Les poils des femmes, un sujet de société
Juliette Lenrouilly et Léa Taieb, deux jeunes journalistes françaises, ont décidé de mener l’enquête sur le poil féminin. Elles publient Parlons poil! Le corps des femmes sous contrôle, et explorent un sujet encore tabou aujourd’hui. Il est l’un des premiers livres sur la question.
À l’ère du glabre, sous l’injonction de l’épilation depuis la nuit des temps, le poil féminin vit-il une révolution? Après avoir recueilli plus de 2000 témoignages en réponse à leurs questionnaires publiés sur les réseaux sociaux, Juliette et Léa sont confortées dans l’idée que le poil est un sujet dont il faut parler. Dans leur ouvrage, elles reviennent sur l’histoire du poil, mais pas que. Au centre du livre, se trouve le témoignage de femmes, et l’expertise de nombreux spécialistes. Elles l’assument, leur écriture est engagée, mais pas militante. Leur démarche est bel et bien journalistique: elles encouragent leurs paires à la réflexion, et à savoir ce dont elles ont envie pour leur corps… et pour leurs poils. Rencontre.
Comment est née l’idée de l’écriture de Parlons poil! Le corps des femmes sous contrôle?

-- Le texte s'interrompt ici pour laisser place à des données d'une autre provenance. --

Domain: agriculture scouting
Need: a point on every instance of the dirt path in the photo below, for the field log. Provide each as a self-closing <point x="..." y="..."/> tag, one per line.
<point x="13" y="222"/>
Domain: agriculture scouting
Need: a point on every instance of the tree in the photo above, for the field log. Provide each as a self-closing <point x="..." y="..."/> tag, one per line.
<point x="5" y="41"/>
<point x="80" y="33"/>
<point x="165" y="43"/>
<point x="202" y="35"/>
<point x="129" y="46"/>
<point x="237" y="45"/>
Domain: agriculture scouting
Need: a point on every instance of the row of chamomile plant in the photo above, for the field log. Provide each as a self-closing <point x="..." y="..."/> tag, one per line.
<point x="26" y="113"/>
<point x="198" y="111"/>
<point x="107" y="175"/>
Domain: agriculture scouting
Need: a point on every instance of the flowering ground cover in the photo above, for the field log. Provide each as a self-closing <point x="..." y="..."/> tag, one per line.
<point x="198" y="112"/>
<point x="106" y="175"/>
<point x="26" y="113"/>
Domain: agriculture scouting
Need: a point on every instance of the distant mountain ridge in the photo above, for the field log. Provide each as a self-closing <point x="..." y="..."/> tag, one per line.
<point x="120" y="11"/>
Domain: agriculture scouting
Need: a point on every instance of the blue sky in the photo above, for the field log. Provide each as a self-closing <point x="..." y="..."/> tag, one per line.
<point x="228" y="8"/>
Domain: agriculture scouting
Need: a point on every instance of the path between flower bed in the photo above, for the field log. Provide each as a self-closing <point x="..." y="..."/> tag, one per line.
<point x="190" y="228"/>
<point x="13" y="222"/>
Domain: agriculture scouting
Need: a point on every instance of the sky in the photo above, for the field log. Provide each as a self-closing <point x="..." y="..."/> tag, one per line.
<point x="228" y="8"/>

Léa: Nous sommes toutes les deux féministes, donc on se posait des questions sur le corps des femmes. Et le sujet de l’épilation est venu assez naturellement, car c’est une contrainte dans nos vies, une vraie charge mentale.
Juliette: Oui, aujourd’hui, l’épilation est une « norme », une injonction à laquelle la plus grande majorité des femmes obéissent. L’idée était d’écrire un livre pour démocratiser le savoir, qu’on parle poil, qu’on voit des poils en librairie et qu’on puisse tous en parler collectivement.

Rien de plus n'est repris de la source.